Dell is expanding its hardware and software networking technologies to meet the evolving demand for Software Defined Networking (SDN).
The new hardware from Dell is the Z9500 Fabric switch, a 3 Rack-Unit (RU) box that can support up to 528 ports of 10 Gigabit Ethernet (GbE) or 132 ports of 40 GbE.
Arpit Joshipura, VP of Product Management and Marketing at Dell Networking, explained to Enterprise Networking Planet that the Z9500 is an evolution of the Z9000 switch first announced in 2011.
The Z9500 runs Dell’s FTOS operating system, which came to Dell by way of the acquisition of Force10 in 2011. Dell also supports Linux on other switches within its portfolio, but Joshipura noted that the Z9500 sits deep within the network, where FTOS is more suited for deployment.
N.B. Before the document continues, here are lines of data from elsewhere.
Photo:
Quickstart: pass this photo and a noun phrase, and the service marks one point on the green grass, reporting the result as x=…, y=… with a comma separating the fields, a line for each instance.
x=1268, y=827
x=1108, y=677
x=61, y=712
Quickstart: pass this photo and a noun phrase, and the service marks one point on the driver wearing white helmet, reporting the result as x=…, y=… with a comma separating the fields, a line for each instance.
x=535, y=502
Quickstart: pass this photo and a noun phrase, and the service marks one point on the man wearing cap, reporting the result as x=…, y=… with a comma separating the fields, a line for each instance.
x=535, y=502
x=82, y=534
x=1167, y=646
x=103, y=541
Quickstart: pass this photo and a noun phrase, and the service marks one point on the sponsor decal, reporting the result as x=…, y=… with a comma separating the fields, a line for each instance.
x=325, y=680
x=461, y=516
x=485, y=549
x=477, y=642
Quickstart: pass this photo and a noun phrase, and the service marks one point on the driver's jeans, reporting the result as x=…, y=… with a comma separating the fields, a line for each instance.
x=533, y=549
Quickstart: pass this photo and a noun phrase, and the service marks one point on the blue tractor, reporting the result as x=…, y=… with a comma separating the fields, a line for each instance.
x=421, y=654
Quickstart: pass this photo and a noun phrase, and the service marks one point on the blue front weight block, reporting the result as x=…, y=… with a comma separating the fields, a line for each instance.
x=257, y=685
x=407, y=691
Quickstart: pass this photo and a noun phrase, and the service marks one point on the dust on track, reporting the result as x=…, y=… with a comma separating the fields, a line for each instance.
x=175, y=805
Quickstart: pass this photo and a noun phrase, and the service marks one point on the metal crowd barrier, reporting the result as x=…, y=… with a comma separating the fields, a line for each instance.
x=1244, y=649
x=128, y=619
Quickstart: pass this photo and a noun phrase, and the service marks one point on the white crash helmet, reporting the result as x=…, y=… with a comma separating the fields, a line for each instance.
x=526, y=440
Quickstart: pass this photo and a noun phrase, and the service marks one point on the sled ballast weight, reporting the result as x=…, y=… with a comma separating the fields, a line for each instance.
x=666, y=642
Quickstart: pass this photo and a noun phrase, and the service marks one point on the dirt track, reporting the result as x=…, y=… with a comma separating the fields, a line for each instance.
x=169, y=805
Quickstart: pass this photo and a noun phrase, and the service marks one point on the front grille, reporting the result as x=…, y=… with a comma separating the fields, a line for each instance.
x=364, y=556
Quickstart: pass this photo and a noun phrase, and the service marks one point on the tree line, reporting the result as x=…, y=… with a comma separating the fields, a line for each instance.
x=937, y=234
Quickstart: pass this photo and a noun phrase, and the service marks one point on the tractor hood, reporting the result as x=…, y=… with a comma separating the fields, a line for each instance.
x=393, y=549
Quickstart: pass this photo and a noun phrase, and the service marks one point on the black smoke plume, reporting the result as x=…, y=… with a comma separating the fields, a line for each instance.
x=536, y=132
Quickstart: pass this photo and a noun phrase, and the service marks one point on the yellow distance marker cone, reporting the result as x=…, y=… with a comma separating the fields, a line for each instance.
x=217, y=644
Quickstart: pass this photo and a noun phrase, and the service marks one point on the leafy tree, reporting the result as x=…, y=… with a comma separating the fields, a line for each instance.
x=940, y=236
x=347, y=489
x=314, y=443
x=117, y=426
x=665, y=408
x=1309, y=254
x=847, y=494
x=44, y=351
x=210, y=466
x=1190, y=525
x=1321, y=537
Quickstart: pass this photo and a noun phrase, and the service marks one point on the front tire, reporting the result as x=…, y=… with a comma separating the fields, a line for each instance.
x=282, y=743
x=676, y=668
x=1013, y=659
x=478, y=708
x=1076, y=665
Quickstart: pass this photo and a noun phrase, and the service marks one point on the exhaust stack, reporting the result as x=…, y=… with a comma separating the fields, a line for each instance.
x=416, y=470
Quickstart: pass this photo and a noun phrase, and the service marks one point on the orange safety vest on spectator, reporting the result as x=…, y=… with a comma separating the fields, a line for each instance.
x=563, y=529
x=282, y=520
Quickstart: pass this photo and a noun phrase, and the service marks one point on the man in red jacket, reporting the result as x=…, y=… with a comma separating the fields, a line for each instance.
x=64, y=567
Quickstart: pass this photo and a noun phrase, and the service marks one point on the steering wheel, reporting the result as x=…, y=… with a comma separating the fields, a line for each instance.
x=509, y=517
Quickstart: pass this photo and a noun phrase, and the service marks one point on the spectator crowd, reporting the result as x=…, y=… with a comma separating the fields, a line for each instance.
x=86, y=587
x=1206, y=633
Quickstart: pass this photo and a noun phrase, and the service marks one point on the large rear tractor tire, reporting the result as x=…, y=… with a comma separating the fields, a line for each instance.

The Z9500 is deployed in what is known as a Leaf and Spine deployment approach.
Joshipura explained that Leaf and Spine architecture is a networking concept where a number of networking devices are connected in a non-blocking way. In a typical network deployment, there are top-of-rack switches, an aggregation chassis and then a core network chassis.
Modern workloads, however, typically have a lot of server-to-server traffic, generally referred to as East-West traffic.
“What Leaf and Spine allows you to do is connect any server to any other server with the minimum number of network hops,” Joshipura said. “So that is instead of the need to go multiple layers up and then multiple layers down, connecting one server to another with many network hops.”
Going a step further, Dell is also announcing a new Active Fabric Controller that overlays on top of the physical Leaf and Spine network architecture to enable an SDN model for networking.
“Active Fabric Controller automates the entire lifecycle of the physical network infrastructure, customizing policies, providing workload visibility and adapt the fabric for automated discovery and quality of service,” Joshipura said.
The Active Fabric Controller also has a plug-in for the OpenStack Neutron networking project, enabling a network administrator to rapidly deploy a cloud networking service.
“So for an IT admin, now you have a software plug-in that allows for automation using OpenStack,” Joshipura said.